How to left outer join with extra condition in Dja

2020-05-26 16:11发布

问题:

I have these three models:

class Track(models.Model):
    title = models.TextField()
    artist = models.TextField()

class Tag(models.Model):
    name = models.CharField(max_length=50)

class TrackHasTag(models.Model):
    track = models.ForeignKey('Track', on_delete=models.CASCADE)
    tag = models.ForeignKey('Tag', on_delete=models.PROTECT)

And I want to retrieve all Tracks that are not tagged with a specific tag. This gets me what I want: Track.objects.exclude(trackhastag__tag_id='1').only('id') but it's very slow when the tables grow. This is what I get when printing .query of the queryset:

SELECT "track"."id" 
FROM   "track" 
WHERE  NOT ( "track"."id" IN (SELECT U1."track_id" AS Col1 
                              FROM   "trackhastag" U1 
                              WHERE  U1."tag_id" = 1) )

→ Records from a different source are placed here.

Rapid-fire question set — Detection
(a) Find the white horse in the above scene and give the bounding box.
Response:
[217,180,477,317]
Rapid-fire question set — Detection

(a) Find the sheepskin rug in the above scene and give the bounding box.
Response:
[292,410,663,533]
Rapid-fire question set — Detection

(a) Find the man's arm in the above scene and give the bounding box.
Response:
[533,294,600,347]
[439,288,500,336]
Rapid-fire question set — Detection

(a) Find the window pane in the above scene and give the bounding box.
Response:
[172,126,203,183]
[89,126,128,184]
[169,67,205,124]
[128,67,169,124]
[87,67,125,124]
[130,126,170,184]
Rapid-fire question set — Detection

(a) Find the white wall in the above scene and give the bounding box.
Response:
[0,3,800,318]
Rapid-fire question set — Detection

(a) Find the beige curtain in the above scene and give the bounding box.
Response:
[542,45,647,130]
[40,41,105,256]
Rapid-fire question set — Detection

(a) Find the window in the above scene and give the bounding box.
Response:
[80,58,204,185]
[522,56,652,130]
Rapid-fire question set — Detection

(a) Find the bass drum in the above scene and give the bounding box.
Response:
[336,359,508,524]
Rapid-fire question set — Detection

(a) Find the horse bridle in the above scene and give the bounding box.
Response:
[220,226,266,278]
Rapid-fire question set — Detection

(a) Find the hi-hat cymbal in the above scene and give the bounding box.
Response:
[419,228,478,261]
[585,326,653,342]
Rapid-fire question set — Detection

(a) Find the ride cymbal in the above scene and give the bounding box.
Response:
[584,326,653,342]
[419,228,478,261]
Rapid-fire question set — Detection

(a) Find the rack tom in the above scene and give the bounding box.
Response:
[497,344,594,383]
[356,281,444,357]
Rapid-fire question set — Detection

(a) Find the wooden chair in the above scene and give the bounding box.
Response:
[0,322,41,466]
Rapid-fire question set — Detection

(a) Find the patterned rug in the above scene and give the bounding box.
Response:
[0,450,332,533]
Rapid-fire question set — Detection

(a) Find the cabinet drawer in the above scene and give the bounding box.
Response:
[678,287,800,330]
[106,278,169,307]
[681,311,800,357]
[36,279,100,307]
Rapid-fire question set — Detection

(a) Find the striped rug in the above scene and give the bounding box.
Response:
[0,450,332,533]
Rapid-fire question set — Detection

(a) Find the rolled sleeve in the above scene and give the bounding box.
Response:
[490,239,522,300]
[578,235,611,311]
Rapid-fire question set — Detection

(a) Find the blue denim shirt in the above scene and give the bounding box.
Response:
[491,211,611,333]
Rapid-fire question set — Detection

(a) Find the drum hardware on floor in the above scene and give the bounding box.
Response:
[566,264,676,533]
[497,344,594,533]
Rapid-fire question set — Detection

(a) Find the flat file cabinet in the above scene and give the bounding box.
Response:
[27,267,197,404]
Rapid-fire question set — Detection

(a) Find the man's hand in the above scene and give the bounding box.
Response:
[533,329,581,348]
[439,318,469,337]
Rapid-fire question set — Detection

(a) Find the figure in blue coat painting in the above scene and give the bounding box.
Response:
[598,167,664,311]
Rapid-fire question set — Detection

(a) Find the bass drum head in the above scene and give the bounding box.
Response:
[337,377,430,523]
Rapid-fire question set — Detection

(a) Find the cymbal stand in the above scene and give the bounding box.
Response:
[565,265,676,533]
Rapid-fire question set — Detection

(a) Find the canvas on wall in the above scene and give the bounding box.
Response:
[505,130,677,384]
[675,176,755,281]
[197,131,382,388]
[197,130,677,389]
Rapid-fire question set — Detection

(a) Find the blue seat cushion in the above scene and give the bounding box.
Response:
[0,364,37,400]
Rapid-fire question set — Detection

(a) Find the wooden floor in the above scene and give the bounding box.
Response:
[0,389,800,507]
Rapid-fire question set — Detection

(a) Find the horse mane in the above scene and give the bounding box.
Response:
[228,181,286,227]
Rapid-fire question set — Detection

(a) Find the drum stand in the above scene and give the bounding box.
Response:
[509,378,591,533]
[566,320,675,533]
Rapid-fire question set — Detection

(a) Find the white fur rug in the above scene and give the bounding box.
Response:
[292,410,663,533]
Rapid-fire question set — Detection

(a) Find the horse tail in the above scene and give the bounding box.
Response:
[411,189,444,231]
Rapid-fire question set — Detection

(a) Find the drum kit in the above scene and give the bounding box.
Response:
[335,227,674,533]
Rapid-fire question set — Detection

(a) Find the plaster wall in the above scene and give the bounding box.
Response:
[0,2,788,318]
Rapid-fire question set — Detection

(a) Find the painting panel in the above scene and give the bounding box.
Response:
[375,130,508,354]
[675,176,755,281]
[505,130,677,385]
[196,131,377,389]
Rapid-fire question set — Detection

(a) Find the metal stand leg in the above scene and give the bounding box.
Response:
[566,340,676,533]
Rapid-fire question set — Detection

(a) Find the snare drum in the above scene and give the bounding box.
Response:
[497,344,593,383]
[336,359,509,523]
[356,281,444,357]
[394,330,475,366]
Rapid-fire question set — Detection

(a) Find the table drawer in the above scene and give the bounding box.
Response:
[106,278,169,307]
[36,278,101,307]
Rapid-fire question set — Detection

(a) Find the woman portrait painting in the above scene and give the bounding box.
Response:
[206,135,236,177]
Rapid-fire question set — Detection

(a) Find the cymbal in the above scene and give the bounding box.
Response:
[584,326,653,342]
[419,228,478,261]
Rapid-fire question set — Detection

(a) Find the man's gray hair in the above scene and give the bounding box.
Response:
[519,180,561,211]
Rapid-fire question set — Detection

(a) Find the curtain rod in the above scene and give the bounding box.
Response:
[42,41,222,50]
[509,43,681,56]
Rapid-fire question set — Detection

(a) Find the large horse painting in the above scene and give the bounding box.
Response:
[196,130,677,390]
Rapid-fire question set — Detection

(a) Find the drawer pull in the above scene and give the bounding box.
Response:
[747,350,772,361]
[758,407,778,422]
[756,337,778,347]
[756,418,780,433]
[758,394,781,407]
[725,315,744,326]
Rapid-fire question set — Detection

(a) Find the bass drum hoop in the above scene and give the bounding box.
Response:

I would like Django to send this query instead:

SELECT "track"."id" 
FROM   "track" 
       LEFT OUTER JOIN "trackhastag" 
                    ON "track"."id" = "trackhastag"."track_id" 
                       AND "trackhastag"."tag_id" = 1 
WHERE  "trackhastag"."id" IS NULL; 

But haven't found a way to do so. Using a Raw Query is not really an option as I have to filter the resulting queryset very often.

The cleanest workaround I have found is to create a view in the database and a model TrackHasTagFoo with managed = False that I use to query like: Track.objects.filter(trackhastagfoo__isnull=True). I don't think this is an elegant nor sustainable solution as it involves adding Raw SQL to my migrations to mantain said view.

This is just one example of a situation where we need to do this kind of left join with an extra condition, but the truth is that we are facing this problem in more parts of our application.

Thanks a lot!

回答1:

As mentioned in Django #29555 you can use FilteredRelation for this purpose since Django 2.0.

Track.objects.annotate(
    has_tag=FilteredRelation(
        'trackhastag', condition=Q(trackhastag__tag=1)
    ),
).filter(
    has_tag__isnull=True,
)


回答2:

Using filters is better than exclude... because wit exclude they will get the entire query first and only than excluding the itens you dont want, while filter get only what you want Like you said Track.objects.filter(trackhastagfoo__isnull=True) is better than Exclude one.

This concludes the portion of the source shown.